Here, the facts presented do not go beyond mere breach of contract. Although Defendant failed to pay the outstanding amounts in spite of Plaintiff’s demand letter, Plaintiff has not provided facts directly showing bad faith on Defendant’s part.

 

The Court therefore denies summary adjudication on this claim.

 

Declaratory Relief – Fourth Claim

 

“To qualify for declaratory relief, a party would have to demonstrate its action presented two essential elements: (1) a proper subject of declaratory relief, and (2) an actual controversy involving justiciable questions relating to the party’s rights or obligations.” (Jolley v. Chase Home Finance, LLC (2013) 213 Cal.App.4th 872, 909, quotation marks and brackets omitted.)

 

A cause of action for declaratory relief should not be used as a second cause of action for the determination of identical issues raised in another cause of action. (General of America Insurance Co. v. Lilly (1968) 258 Cal.App.2d 465, 470.) “The availability of another form of relief that is adequate will usually justify refusal to grant declaratory relief” (California Insurance Guarantee Association v. Superior Court (1991) 231 Cal.App.3d 1617, 1624), and a duplicative cause of action is subject to demurrer (Palm Springs Villas II Homeowners Association, Inc. v. Parth (2016) 248 Cal.App.4th 268, 290). Further, “there is no basis for declaratory relief where only past wrongs are involved.” (Osseous Technologies of America, Inc. v.
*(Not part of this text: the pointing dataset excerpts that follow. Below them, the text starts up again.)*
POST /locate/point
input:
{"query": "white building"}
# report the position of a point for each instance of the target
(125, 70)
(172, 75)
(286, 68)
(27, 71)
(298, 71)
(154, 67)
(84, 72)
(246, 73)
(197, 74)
DiscoveryOrtho Partners LLC (2010) 191 Cal.App.4th 357, 366, quotation marks omitted.)

 

Plaintiff seeks a declaration of its right to collect the amount of $502,530.00 owing to it under the contract.

 

The Court denies summary adjudication on this claim for two reasons. First, this claim seeks determination of identical issues raised in Plaintiff’s breach of contract claim. This issue has already been determined in Plaintiff’s favor in the context of the summary adjudication of Plaintiff’s first claim. Second, this claim involves only past wrongs, and does not seek to clarify the parties’ rights and duties under the Agreement prospectively.

 

The Court therefore denies summary adjudication on this claim.